I'm not a Republican, I don't care about corporate profits over human well-being. Removing HCFS and similar products from the market is a net good. We already decided that tobacco products should be handled this way, and HFCS specifically is just as unhealthy.

Furthermore, the product choices available to ME are severely distorted by the presence of subsidized, unhealthy corn syrup. By removing it from the market, the American people will get better choices, with minimal medium or long term disruption to the number of choices available.


The issue is the Internet has provided bad actors (including rent-seeking entrenched interests) with the ability to anonymously, cheaply and pervasively spread lies and propaganda. They can precisely manipulate emotionally vulnerable segments, bury informed discussion, manipulate Overton windows, and subvert law and policy making for their own purposes.

Individual choice is of almost no help in managing the problem.


If that's your critique of the private sector, what about governments? I agree that those things are problems, but we're not comparing to an ideal state -- we're comparing to another deeply flawed thing. At least individual choice gets me something in the private sector.


For me “bad actors” includes all bad actors—-whether commercial, governmental or otherwise. They are all potential snake pits and they need to be scrutinized. :-)

But they are what we have to work with. To me it is irrational to refuse to use part of the toolkit (laws and regulation) because ideology.

Mandatory radical transparency is probably a part of any effective mitigation strategy.

We have to be realistic. The “system” cannot be perfected, and trying will cause horrible unintended consequences. It will always be gamed. There will always be charismatic sociopaths and selfish assholes. There will always be injustice and suffering.

But we can try to use the available tools judiciously to keep their negative impact down to an acceptable level.


But how many of the companies that you’ve boycotted are conducting business as usual? Isn’t that the real analog of voting out a government? A single person’s boycott is a drop in the bucket in the same way that a single person’s vote is.


A single person's vote has zero real impact whatsoever unless it's the one that changes the outcome, while each additional business boycotter increases the impact to the company.

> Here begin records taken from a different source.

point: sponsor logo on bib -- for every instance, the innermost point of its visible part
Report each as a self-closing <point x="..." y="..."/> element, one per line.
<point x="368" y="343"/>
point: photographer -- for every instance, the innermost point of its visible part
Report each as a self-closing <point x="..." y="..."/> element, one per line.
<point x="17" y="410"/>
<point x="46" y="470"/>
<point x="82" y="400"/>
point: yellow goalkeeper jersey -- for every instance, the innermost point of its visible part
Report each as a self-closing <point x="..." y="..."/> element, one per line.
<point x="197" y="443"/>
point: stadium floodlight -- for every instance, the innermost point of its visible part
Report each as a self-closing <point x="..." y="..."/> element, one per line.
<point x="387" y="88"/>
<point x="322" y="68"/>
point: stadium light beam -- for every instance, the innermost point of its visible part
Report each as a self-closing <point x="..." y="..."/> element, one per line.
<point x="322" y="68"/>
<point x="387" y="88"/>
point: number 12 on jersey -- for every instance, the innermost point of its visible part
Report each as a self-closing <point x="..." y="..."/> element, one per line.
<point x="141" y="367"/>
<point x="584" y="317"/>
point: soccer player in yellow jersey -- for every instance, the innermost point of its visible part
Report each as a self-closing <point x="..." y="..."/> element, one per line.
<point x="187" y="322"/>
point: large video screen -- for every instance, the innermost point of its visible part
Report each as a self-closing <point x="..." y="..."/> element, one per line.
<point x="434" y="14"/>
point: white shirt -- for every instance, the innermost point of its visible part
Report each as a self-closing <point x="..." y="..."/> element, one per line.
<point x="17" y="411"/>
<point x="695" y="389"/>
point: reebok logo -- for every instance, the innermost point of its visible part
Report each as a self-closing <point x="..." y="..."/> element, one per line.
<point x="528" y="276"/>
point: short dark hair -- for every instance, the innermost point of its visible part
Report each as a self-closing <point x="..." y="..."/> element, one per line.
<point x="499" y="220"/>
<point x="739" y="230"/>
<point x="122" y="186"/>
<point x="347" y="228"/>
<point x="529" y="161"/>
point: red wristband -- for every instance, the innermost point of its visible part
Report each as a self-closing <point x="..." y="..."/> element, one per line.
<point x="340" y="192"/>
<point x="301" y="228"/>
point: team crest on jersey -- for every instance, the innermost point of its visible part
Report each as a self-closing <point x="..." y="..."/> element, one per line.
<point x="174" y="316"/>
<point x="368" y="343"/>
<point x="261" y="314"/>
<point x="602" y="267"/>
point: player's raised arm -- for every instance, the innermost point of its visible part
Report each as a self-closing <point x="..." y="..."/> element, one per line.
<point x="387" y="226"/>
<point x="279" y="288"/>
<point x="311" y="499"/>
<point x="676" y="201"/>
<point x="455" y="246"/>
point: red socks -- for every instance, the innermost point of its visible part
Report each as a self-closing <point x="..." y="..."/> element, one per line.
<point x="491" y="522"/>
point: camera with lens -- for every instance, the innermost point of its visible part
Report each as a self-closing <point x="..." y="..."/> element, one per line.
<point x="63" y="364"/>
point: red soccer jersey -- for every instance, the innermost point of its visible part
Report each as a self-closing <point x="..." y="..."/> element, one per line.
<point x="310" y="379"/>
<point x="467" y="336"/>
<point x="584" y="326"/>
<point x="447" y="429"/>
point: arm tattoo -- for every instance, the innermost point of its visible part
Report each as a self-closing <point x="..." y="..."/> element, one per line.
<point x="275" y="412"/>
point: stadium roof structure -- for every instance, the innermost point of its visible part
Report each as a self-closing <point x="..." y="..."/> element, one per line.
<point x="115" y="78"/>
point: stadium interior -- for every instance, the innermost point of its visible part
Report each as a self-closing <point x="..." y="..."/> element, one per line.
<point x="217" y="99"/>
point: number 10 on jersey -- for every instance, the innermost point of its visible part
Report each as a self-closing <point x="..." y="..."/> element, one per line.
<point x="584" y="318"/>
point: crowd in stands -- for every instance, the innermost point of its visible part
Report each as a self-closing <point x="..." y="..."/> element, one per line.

> My personal success with voting out governments is zero, but my success in boycotting corporations is pretty high. Occasionally others have stopped using them as well and they've stopped having a large effect on my life.

This isn't even close to an apples-to-apples comparison. You interact with many more corporations than governments. Most of the corporations you interact with have some competition; most of the governments you interact with don't. And voting out a government is hardly the analogue of boycotting a corporation: what's your success rate with voting at all vs your success rate in getting a corporation's board replaced?


The word all your respondents are looking for to explain the flaw in your reasoning is "externality".


Governments impose negative externalities as well, and in a way that has just as little accountability (often on behalf of corporations).


It is extremely difficult to opt out of Facebook and Google. I have no beef with Microsoft, but many workers can't boycott them because they're required to use them for work.


Being forced to use a product at work is one thing, but is it really that difficult to opt out of Facebook and Google in one's personal life? Unless one needs to advertise a personal business or something, the former is as easy as deleting your account, and you can drop most of the latter's services in minutes (just use DDG/protonmail/openstreetmap/etc instead). Obviously if you have an Android phone that's another step.

All I'm saying is it can be done, and it needn't be all or nothing: one can proceed in whichever increments make the most sense.


Both companies track you unless you're extreme with ad and tracking blockers.


Yeah, they do. But it can still be meaningful to boycott the services.